Stating the obvious here: dealing with drama when you work with an online community can get a little overwhelming. Whether it’s moderating comments, moderating forum content or internal blogs, or just dealing with contact from readers or members, there is a lot of potential for being in a situation where you’re dealing with really unhappy people.
We all know that when we’re unhappy or upset, we make bad communication choices. We’ve all said something in the heat of the moment, sent an email or text we regretted, or wrote an angry letter. It happens. And it happens way more on the internet than in person because it’s so easy.
As anyone working in tech support or community management knows, being on the receiving end of that unhappiness is no fun. As the Community Manager for the Offbeat Bride Tribe, it’s my job to deal with our members whenever they’re unhappy, mad, or sad.

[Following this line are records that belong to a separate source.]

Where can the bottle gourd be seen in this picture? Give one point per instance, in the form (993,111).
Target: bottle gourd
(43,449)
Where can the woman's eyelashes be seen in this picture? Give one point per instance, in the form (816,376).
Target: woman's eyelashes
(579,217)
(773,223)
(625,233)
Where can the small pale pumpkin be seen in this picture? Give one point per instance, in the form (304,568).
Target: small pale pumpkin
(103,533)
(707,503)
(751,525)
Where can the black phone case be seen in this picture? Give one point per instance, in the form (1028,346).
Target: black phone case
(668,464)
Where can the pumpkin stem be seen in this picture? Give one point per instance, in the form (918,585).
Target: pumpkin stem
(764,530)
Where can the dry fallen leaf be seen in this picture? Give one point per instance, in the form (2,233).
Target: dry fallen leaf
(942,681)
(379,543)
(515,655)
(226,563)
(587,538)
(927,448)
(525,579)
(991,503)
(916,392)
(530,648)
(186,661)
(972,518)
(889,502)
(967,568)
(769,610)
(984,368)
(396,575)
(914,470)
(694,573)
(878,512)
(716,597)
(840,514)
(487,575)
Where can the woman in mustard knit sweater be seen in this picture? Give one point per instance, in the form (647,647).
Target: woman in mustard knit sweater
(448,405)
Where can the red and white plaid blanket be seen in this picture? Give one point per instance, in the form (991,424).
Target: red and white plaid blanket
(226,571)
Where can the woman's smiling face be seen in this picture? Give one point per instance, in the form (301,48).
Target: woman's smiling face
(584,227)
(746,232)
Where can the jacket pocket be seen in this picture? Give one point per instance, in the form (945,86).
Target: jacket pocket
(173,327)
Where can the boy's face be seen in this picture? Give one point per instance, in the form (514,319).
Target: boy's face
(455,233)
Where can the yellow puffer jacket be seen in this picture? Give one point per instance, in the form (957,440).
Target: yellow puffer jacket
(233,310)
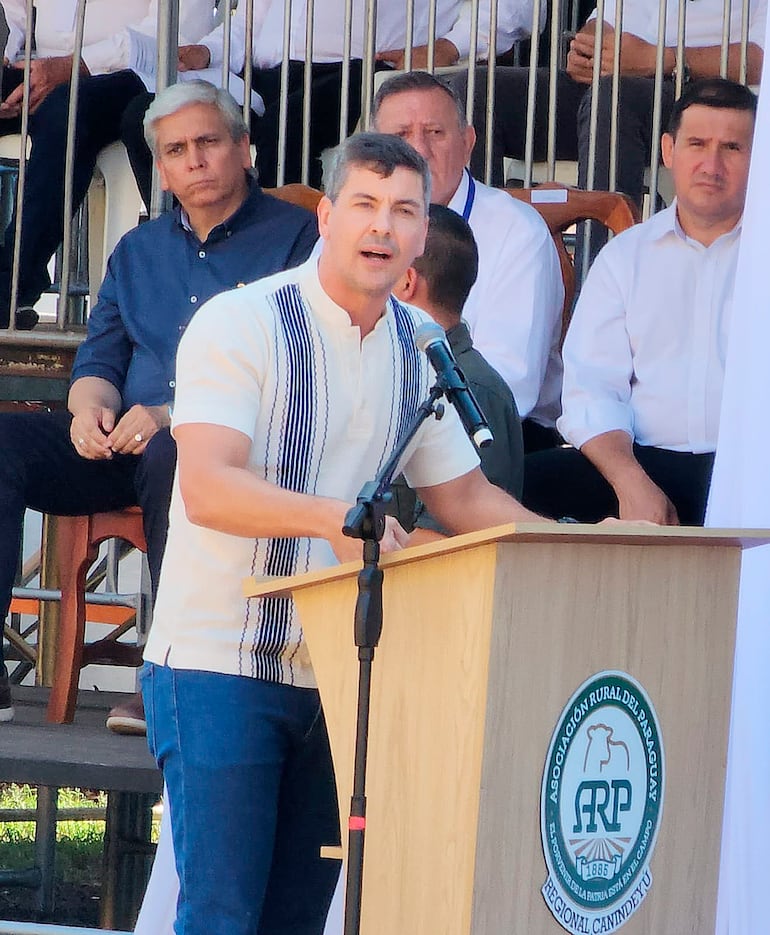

This in mind, there’s a little thing called the “24-Hour Reply Rule” that has become my friend when managing the Offbeat Bride Tribe. This rule isn’t about me needing to reply to an email in under 24 hours (my general policy is to reply to all member email within 12 hours, if possible). No, the “24-Hour Reply Rule” is this: When emotions are heated, don’t reply for 24 hours.
If I am in a situation where I know a member is getting upset (or will be upset by something I’ve emailed them about), and I think it could delve into the realm of majorly unpleasant, I reserve the right to file all responses for 24 hours before even reading them or replying. That’s right: I won’t even read the email for 24 hours.
This may sound harsh, or like bad customer service. Trust me, here: if done thoughtfully, it can be in everyone’s best interest. In 24 hours, the member may send multiple replies — and often the last one being calmer or even apologetic, realizing that their initial reaction was out of proportion. Alternately, they may send multiple emails to support their argument, and it helps if I take them all as one single response.
My biggest hope is that after 24 hours, everyone will have had chance to calm down. If I’m lucky, members may be at a point where they can read my response without just continuing a cycle of sad/mad emails. We don’t have to agree, and it may not change whatever decision that has been made, but at least the exchange can close on the most civil note possible.
It also means that I am not panicking or worrying, waiting for a reply and winding myself into knots. Because I don’t enjoy reading email from people who are pissed off, hurt, or feeling emotionally vulnerable. I want to make sure that I can avoid losing my mind over the situation, and also make sure that my response is the best it can be.
This 24 Hour Rule is slowly spreading its way across the Empire, because honestly? In many situations, it just makes sense. Sometimes the best thing you can do on the internet is not be instantaneous. Take a breath. Take your time. Be kind.